Como tema inicial, abordo Direito Sucessório. A exposição será sucinta,
no intuito de auxiliar na compreensão popular.
Imagine a seguinte situação
hipotética:
Maria é mãe de Julia, Julio e
Clara. A primeira é adolescente, os demais são maiores de idade. Maria não é
casada ou unida estavelmente. Com a idade de cinquenta anos, sofre de problemas
de saúde, vindo a constituir dívidas para manter tratamentos e também para
auxiliar a filha menor de idade com seus estudos. Entretanto, Maria falece de
forma inesperada. Deixou bens móveis e imóveis, mas estes não são o suficiente
para saldar os débitos constituídos em vida.
Pergunta-se: Diante disso, os
herdeiros (que, neste caso, são seus filhos) terão de arcar com os débitos que
foram contraídos por Maria (em seu nome)?
A resposta é: o próprio
patrimônio de Maria é que vai responder por suas dívidas, até onde houver saldo
suficiente. Se todo o patrimônio deixado pela falecida não for capaz de
adimplir as dívidas, os herdeiros não terão responsabilidade pessoal por elas.
Para melhor responder essa
questão e fundamentá-la, devemos observar alguns conceitos essenciais. Vejamos:
O direito à herança é
previsto tanto pela norma constitucional, como pela infraconstitucional (Código
Civil de 2002). Tem como finalidade dar continuidade ao patrimônio deixado
pelo (a) de cujus (pessoa falecida) e amparar os herdeiros, pela
ideia de proteção e solidariedade que se tem na família.

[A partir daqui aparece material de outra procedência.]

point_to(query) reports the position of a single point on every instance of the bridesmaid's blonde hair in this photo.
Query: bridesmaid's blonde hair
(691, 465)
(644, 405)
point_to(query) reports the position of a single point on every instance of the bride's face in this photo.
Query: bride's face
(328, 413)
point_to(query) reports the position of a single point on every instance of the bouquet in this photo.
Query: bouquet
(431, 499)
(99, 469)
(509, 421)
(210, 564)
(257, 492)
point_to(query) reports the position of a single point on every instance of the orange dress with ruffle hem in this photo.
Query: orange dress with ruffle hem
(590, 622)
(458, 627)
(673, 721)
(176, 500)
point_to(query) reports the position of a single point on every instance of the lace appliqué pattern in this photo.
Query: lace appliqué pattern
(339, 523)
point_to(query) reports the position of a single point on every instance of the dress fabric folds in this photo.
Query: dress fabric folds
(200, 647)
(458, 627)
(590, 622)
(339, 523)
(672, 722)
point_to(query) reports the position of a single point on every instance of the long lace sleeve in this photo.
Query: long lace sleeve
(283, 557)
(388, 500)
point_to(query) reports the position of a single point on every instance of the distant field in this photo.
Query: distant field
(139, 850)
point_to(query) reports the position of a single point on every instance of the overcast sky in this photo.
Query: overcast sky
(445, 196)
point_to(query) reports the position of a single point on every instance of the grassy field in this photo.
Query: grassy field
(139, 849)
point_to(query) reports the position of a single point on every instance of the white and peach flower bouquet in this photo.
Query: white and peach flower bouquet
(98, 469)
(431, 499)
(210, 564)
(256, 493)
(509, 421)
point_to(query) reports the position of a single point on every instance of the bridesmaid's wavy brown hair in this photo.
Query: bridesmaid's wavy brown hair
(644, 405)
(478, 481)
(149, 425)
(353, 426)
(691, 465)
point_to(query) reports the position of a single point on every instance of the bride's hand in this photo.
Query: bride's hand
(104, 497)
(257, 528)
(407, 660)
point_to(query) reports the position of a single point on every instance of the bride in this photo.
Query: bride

O artigo 5º da Constituição
Federal de 1988, que narra os direitos fundamentais individuais, prevê
ser “garantido o direito de herança” (inciso XXX).
A herança é
compreendida como o conjunto de bens formado pelo falecimento do de cujus.
Quem falece é chamado de autor da herança. Os que a ele sobrevivem e darão
continuidade ao acervo são os herdeiros.
A herança é transmitida aos
herdeiros, o que ocorre tão logo o autor da herança venha a falecer (em razão
do princípio de saisine, artigo 1.784 do Código
Civil). Para a regularização desta transmissão, faz-se necessário o
procedimento judicial ou extrajudicial conhecido como inventário, grosso modo.
Todavia, para se chegar ao resultado da herança líquida, as dívidas são
abatidas na totalidade do patrimônio.
Isso significa dizer que a
responsabilidade pelas dívidas da pessoa falecida recai sobre seu próprio
patrimônio (no mesmo sentido versa o artigo 1.997 do CC).
O Código
Civil em seu artigo 1.792 observa
que “o herdeiro não responde por encargos superiores às forças da herança;
incumbe-lhe, porém, a prova do excesso, salvo se houver inventário que a
escuse, demostrando o valor dos bens herdados.”
Ainda, o inciso XLV, artigo 5º,
do texto
constitucional, observa que: “nenhuma pena passará da pessoa do condenado,
podendo a obrigação de reparar o dano e a decretação do perdimento de bens ser,
nos termos da lei, estendidas aos sucessores e contra eles executadas, até
o limite do valor do patrimônio transferido.”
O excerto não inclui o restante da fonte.